Second – whether the jury had an evaluative advantage that the appellate court was required to acknowledge before intervening. When verdicts hinge on tone, inflection or behavioural cues in an audiovisual record, the question becomes whether the jury, by virtue of watching and listening, occupies a privileged position that cannot be discounted.


These issues go beyond doctrinal boundaries. They speak to the architecture of the criminal justice system – which institution has primacy in interpreting evidence and when appellate intervention is justified.


High Court Reasoning


The High Court allowed the Crown’s appeal. The Court began by affirming a principle that is both straightforward and consequential: an appellate court is not precluded from viewing or listening to recorded evidence. Indeed, where the forensic significance of that material is substantial, an appellate court may be obliged to review it.


The Court stressed that intermediate appellate courts routinely watch or listen to recorded testimony, including police interviews, CCTV and body worn video. No procedural barrier exists.


The High Court then held that the NSWCCA majority erred by concluding the jury held no advantage over the appellate court. Without listening to or viewing the recordings, the NSWCCA could not reliably make that judgment.

The trial jury had listened to the tone and delivery of ZT’s statements. They had the opportunity to perceive nuance that cannot be fully captured in a transcript including pauses, emphasis, emotional state and contextual cues.


The High Court emphasised that in unreasonable verdict appeals, this advantage cannot be dismissed unless the appellate court meaningfully engages with the material itself. An appellate court may ultimately decide that the jury enjoyed no advantage, but it must reach that conclusion on a fully informed basis.

Accordingly, the matter was remitted for redetermination.


Nuances and Operational Significance


Several nuanced points emerge from the decision.

1. Transcripts are not complete records.

A transcript may capture words but not meaning. When reliability or intention turns on the way something was said, the transcript becomes a secondary and incomplete source. The High Court’s reasoning acknowledges that appellate review must sometimes mirror the trial experience.

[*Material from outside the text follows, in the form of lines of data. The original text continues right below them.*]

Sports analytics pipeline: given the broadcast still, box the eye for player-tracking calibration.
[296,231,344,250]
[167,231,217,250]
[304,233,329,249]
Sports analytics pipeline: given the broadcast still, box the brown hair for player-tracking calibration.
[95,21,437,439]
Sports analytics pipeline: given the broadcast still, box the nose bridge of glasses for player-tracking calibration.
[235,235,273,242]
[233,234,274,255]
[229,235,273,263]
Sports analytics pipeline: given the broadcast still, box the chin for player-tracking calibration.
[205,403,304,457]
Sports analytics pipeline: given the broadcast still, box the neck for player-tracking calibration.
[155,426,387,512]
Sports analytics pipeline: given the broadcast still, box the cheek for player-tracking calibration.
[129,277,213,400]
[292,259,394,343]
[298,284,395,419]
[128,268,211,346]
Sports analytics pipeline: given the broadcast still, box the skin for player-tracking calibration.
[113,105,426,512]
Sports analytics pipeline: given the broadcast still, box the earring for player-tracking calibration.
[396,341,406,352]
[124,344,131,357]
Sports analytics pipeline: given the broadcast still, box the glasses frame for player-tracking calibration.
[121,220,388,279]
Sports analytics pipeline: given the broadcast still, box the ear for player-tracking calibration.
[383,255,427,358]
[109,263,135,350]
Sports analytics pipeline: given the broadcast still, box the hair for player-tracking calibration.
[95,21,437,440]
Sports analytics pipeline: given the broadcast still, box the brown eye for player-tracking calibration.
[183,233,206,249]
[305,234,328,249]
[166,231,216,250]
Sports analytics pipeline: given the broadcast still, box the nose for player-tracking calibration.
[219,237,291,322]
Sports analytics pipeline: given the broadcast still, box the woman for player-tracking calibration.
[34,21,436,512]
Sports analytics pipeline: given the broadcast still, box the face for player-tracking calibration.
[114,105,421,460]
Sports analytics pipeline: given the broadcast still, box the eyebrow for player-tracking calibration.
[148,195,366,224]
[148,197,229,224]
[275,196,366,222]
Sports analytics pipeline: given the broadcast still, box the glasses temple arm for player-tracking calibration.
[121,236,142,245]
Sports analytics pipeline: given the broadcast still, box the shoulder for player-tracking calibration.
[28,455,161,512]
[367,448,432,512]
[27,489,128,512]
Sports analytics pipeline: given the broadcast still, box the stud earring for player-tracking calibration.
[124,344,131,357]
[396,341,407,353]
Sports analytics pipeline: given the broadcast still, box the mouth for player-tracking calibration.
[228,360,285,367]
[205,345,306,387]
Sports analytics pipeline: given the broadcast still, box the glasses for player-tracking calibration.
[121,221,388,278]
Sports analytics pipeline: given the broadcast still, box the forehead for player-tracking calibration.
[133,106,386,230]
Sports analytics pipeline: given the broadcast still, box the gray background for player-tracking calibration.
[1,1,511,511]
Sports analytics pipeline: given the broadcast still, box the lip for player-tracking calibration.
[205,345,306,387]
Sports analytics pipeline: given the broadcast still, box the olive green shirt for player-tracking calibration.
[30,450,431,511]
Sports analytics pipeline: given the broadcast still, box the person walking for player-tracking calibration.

2. There is no rigid hierarchy between trial courts and appellate courts on audiovisual material.

The Court rejected any suggestion that appellate courts should avoid reviewing recordings. Instead, the judgment places responsibility firmly on appellate courts to engage directly with exhibits that underpin a verdict.

3. The unreasonable verdict test is sensitive to the nature of the evidence.

Where the case is documentary or where factual findings rest largely on objective material, appellate courts have wide latitude. Where tone, affect and delivery matter, the appellate court must account for those perceptual elements before displacing the jury’s role.

4. The case anticipates modern evidentiary realities.

Police interviews, intercepted calls and covert recordings are now staples of serious criminal litigation. This case situates the appellate function firmly within those realities. The Court makes clear that contemporary appeals cannot be conducted on paper alone.


Professional Significance


The King v ZT (2025) reshapes how appellate courts approach the unreasonable verdict test in cases built on recorded material. It confirms that intermediate courts must review audiovisual evidence where its forensic weight is central and must avoid conclusions about jury advantage that are not grounded in firsthand assessment.


For practitioners, the decision heightens the strategic importance of recorded evidence on appeal and reinforces the need to treat transcripts as partial, not primary, sources. It also signals that future appeals involving surveillance, intercepts or recorded interviews will require rigorous and comprehensive appellate engagement with the recordings themselves.